Dahi Chana Chaat is tangy and delicious chaat dish from Karachi. It is a Ramadan special dish people make for iftar.
It is slightly different from the regular chaat we find on the streets. The significant difference is chickpeas as the base, which is extremely rare in a chaat. Eliminating the meethi chutney, the chaat is equivalent to a potato chickpea salad. However, the chaats and salads differ entirely. Not only in their taste but in purpose also.
Dahi chana chaat is a quick-to-make recipe and refreshing. But there is more reason to make this chaat.
People interchanges or confuses both of the chaats. It is understandable as they are both made with chickpeas. However, there are significant differences between them both.
Chole chaat is a whole lot of spicier than a regular chana chaat. Chole chaat is cooked with all the spices after we boil them. So it is more like cooked chole without the gravy; just a dry dish. Whereas chana chaat is just boiled, all the ingredients are added.
Chana chaat consists of minimal spices and is mild in flavours compared to the chole chaat. Apart from this, both contains boiled potato pieces and chopped vegetables. Dahi chana chaat is a step further with the inclusion of papadi an dahi.
Chaat recipes are rarely definite. Hence, as we mentioned before, you can adjust and customise the ingredients as much as you desire to suit your taste preference.
So the first thing we can adjust is substituting the chickpeas with other options. Even if it more or less takes away the USP of this chaat, you can still try that. Use simple brown chickpeas instead, like in Bangladeshi chana chaat. It is popularly known as aloo Kabuli.

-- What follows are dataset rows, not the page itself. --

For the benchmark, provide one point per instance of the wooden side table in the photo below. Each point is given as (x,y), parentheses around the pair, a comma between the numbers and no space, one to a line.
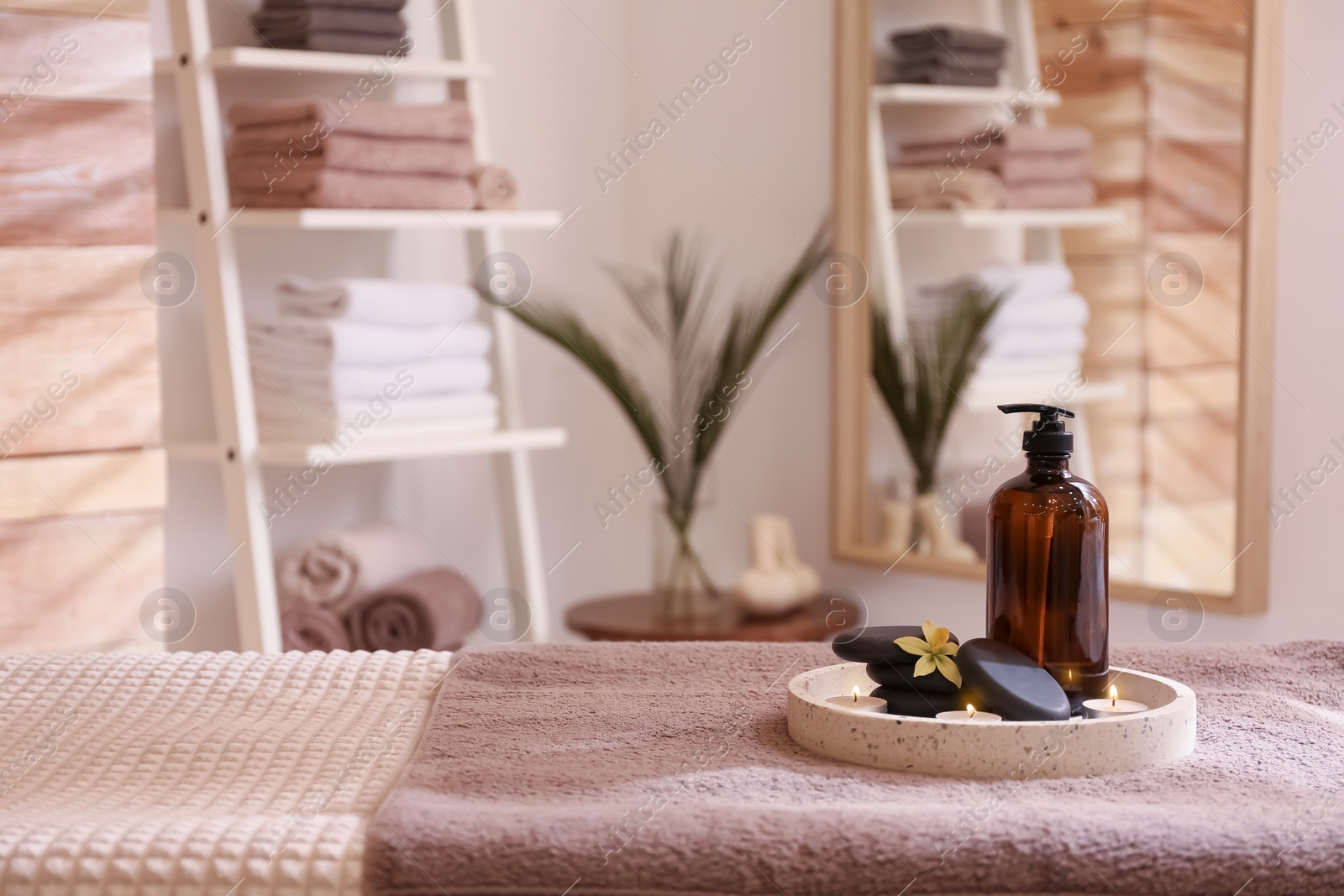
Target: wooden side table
(633,617)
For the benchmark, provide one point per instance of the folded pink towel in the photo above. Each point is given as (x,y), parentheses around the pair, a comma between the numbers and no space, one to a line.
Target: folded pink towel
(336,569)
(669,768)
(1008,164)
(260,144)
(308,626)
(495,187)
(444,121)
(1018,139)
(338,188)
(432,610)
(1050,194)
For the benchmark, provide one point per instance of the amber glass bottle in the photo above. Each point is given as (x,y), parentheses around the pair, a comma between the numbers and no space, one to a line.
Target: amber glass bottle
(1047,560)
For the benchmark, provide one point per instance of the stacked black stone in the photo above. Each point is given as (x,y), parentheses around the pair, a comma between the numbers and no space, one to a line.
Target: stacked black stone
(894,671)
(995,678)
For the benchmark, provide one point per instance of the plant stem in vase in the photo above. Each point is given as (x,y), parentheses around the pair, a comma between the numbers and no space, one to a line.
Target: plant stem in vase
(682,586)
(921,379)
(675,376)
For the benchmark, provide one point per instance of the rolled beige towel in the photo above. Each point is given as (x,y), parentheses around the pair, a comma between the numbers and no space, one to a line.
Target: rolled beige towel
(339,567)
(944,187)
(495,187)
(433,610)
(308,626)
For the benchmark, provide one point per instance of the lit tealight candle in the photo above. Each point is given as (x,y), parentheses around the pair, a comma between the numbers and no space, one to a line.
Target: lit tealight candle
(969,714)
(1112,705)
(859,703)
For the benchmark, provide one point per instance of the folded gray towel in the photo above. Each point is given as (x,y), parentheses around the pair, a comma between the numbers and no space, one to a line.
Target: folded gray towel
(432,610)
(333,40)
(960,56)
(947,36)
(309,4)
(329,19)
(931,73)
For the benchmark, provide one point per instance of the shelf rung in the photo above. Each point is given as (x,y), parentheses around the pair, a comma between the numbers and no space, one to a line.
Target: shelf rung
(954,96)
(374,219)
(340,63)
(1090,217)
(387,445)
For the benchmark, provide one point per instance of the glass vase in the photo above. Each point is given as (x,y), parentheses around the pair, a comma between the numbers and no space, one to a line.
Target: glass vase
(682,587)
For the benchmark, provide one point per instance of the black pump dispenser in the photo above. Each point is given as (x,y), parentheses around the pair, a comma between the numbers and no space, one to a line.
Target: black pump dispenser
(1047,436)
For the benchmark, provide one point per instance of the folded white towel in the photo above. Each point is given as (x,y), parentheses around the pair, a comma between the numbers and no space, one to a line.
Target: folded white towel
(380,301)
(1030,281)
(318,343)
(339,567)
(1014,342)
(420,378)
(1053,312)
(328,414)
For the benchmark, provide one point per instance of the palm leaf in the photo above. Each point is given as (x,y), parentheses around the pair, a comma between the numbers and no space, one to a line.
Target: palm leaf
(699,364)
(922,387)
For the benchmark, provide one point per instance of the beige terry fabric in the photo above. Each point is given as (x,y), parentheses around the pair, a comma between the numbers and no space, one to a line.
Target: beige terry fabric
(669,768)
(201,774)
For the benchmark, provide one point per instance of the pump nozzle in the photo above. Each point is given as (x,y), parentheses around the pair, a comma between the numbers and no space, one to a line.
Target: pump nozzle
(1047,436)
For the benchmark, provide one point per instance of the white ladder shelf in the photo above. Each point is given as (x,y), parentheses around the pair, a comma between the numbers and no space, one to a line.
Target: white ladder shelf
(1042,226)
(237,446)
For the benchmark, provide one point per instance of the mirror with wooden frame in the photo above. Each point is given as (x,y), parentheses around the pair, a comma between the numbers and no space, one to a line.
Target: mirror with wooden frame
(1120,152)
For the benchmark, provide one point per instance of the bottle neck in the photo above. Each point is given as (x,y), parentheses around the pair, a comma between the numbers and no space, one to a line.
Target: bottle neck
(1057,464)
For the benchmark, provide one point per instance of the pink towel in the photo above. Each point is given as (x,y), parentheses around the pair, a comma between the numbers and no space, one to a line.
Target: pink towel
(257,147)
(495,187)
(308,626)
(443,121)
(669,768)
(336,188)
(432,610)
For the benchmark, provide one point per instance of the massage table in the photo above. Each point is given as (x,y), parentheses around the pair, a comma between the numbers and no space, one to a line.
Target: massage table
(649,768)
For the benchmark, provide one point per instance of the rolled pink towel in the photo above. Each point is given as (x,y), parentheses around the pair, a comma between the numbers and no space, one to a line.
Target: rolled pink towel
(432,610)
(495,187)
(308,626)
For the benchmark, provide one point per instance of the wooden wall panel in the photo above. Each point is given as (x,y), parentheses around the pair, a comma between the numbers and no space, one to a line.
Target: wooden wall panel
(1195,187)
(71,56)
(101,8)
(76,174)
(82,483)
(67,278)
(77,584)
(78,382)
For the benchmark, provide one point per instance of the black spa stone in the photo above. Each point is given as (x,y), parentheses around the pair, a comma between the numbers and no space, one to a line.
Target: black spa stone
(877,644)
(907,703)
(905,679)
(1001,680)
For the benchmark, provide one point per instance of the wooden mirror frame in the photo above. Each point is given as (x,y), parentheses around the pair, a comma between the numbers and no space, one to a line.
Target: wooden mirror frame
(851,354)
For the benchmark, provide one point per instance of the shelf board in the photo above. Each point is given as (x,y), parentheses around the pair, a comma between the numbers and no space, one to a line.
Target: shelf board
(374,219)
(339,63)
(1092,217)
(389,445)
(953,96)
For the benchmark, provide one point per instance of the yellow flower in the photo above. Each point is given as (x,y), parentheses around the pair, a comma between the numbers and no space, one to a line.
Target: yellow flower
(934,653)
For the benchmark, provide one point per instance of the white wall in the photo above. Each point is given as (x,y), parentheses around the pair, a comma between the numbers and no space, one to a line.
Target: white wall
(748,170)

Or you can use sprouted chickpeas as well. Some people use canned chickpeas. You don’t need to boil them if you are doing as well. Just rinse and drain them one or put them to use directly.
Cooking boiled chickpeas is also an option similar to the chole chaat with the same ingredients as the recipe. But instead of cooking them with oil, we will be cooking them in boiling water instead.

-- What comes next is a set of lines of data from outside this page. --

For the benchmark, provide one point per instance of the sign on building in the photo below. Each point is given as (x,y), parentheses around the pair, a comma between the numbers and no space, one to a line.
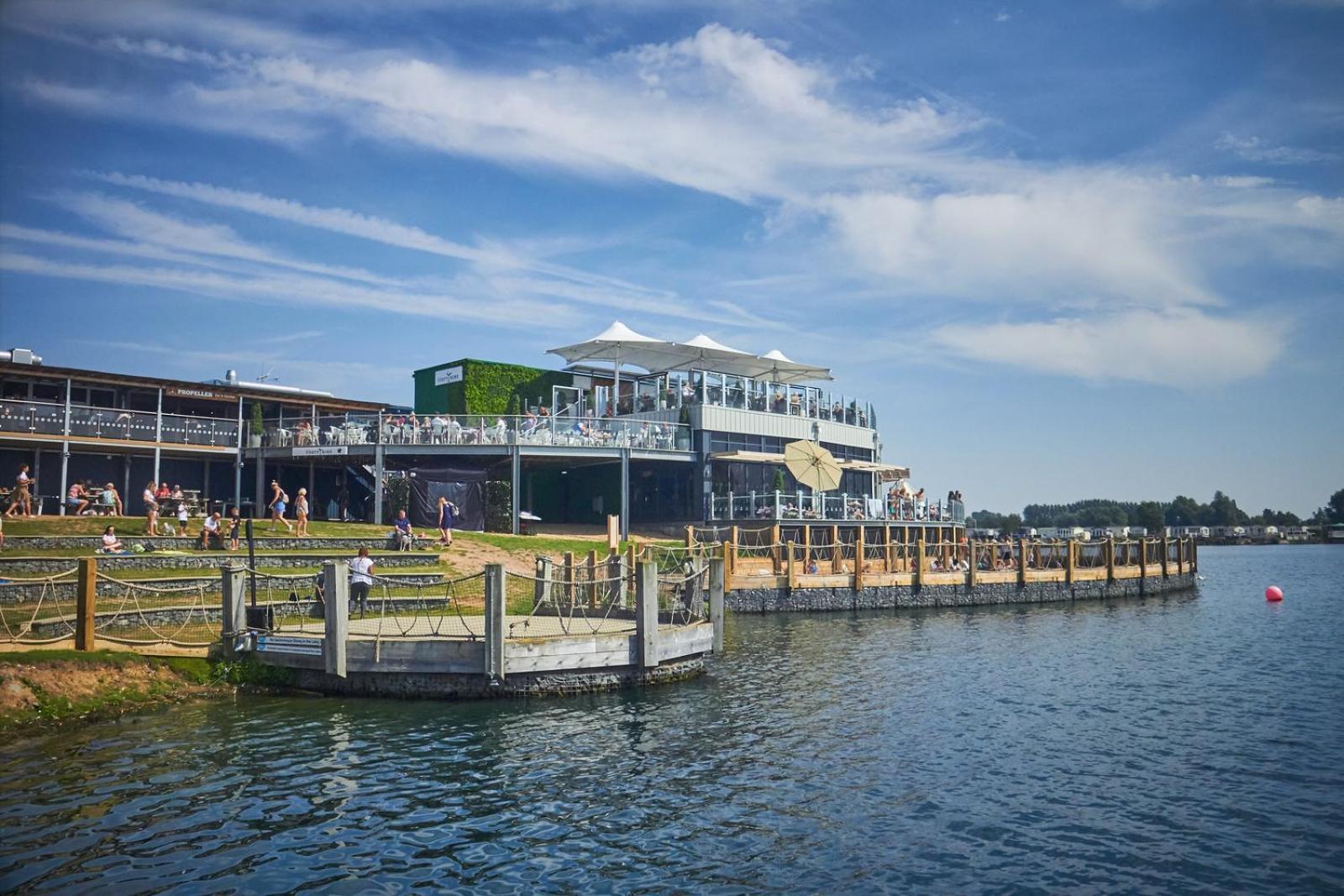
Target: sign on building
(448,375)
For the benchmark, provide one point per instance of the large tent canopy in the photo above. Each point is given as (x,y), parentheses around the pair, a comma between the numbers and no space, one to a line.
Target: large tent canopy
(622,345)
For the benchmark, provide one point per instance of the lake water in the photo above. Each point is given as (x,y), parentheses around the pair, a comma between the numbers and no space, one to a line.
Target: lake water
(1187,743)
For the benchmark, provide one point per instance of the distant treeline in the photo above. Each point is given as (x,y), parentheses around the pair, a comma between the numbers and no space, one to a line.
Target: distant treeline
(1152,515)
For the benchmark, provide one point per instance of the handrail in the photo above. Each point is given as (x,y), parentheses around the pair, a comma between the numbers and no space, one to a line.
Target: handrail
(479,429)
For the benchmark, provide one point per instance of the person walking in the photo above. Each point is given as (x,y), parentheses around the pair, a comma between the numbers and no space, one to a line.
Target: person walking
(360,580)
(151,510)
(235,527)
(302,512)
(22,496)
(277,508)
(447,511)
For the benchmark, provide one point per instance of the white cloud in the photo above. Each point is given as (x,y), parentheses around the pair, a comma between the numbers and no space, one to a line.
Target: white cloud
(914,207)
(1256,149)
(1183,347)
(1048,242)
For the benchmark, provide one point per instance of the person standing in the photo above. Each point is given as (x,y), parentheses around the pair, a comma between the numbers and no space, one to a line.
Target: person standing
(235,527)
(151,510)
(77,499)
(277,506)
(360,580)
(210,528)
(111,500)
(22,496)
(302,512)
(405,533)
(447,511)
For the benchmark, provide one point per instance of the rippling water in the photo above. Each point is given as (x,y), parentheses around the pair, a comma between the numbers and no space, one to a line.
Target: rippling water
(1182,743)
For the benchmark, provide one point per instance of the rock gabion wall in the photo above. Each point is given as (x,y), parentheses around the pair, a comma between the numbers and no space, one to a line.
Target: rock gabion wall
(947,595)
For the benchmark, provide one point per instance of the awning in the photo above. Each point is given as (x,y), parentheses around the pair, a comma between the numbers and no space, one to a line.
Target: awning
(749,457)
(886,472)
(622,345)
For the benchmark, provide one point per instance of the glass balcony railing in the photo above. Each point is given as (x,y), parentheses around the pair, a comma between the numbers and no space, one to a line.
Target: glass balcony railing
(564,432)
(690,389)
(40,418)
(797,506)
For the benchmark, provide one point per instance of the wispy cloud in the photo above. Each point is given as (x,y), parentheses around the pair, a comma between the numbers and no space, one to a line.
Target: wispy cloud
(1256,149)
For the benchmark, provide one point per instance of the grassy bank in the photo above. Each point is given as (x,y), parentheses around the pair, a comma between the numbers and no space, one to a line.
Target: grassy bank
(47,688)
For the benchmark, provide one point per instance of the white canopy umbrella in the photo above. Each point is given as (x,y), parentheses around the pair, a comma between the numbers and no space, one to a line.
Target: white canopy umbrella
(620,344)
(788,371)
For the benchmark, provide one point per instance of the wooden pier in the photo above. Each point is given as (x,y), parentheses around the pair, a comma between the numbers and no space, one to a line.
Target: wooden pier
(914,559)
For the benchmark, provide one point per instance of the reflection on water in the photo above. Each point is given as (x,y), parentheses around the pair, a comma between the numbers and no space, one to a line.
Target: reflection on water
(1171,743)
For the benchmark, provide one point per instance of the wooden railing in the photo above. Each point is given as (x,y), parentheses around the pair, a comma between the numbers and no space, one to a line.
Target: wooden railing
(833,560)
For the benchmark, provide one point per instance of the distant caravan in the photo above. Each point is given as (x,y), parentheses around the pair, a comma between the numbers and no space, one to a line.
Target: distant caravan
(1066,533)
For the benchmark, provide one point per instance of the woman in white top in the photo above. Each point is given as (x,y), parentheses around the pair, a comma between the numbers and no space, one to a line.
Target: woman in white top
(302,512)
(151,510)
(109,540)
(360,580)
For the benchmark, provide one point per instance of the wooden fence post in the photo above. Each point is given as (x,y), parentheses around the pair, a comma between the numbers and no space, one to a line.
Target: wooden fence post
(87,604)
(858,559)
(234,597)
(543,584)
(717,602)
(336,616)
(647,614)
(591,586)
(615,579)
(568,593)
(495,620)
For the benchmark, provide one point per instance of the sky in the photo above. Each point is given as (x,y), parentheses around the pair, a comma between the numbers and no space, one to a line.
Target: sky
(1068,249)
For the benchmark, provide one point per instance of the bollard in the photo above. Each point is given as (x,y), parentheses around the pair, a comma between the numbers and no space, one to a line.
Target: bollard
(233,589)
(87,604)
(495,621)
(647,614)
(542,586)
(616,579)
(717,602)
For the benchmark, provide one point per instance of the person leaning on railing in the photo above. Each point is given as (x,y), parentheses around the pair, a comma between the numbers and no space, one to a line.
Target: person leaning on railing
(360,580)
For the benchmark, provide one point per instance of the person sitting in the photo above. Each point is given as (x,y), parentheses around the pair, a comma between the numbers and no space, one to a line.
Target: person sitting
(403,533)
(109,542)
(77,499)
(210,531)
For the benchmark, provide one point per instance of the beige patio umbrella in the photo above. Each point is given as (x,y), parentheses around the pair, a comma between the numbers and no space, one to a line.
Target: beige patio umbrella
(812,465)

Add the chickpeas and potatoes and all the spices and tamarind chutney to the water. Next, we will add 2-3 tbsp of some cornflour water to thicken it. Then, please remove it from the flame and let it cool. Now you can layer the chaat with the remaining ingredients.
This dahi chana chaat is filling and wholesome in itself. But you can make it more fun by adding a few more ingredients if you want.
Sev is generally used as a garnish or for crunch in chaats like sukhi bhel and papdi chaat. You can use this too. Or use aloo bhujia instead. The latter will be more tangy and flavorful. If you want, you can use other similar fried snacks as well.
We are also using beaten curd. That can be substituted with Greek yoghurt as well. Or you can beat this curd after adding either salt or sugar. Doing so will give a salty or sweetened version of the curd.
This ingredient is also quite commonly included in street chats, so that you can add this. The seeds will add to the crunch and fruity flavour. Moreover, they enhance the look of the chaat two folds.
Chaat vendors use more chopped vegetables than what we are using. So you can do that too. Finely chopped cucumber, beetroot, carrot, etc., are nutritious options to add. And if you are making this during summer, then make sure to add chopped raw mangoes to it.
We have used just salt and coriander powder in this recipe. But generally, chaats have a lot more spices than that. You can add multiple spices like chaat masala, dry mango powder, red chilli powder or flakes, a pinch of garam masala, black salt, and even roasted cumins. The choice is yours.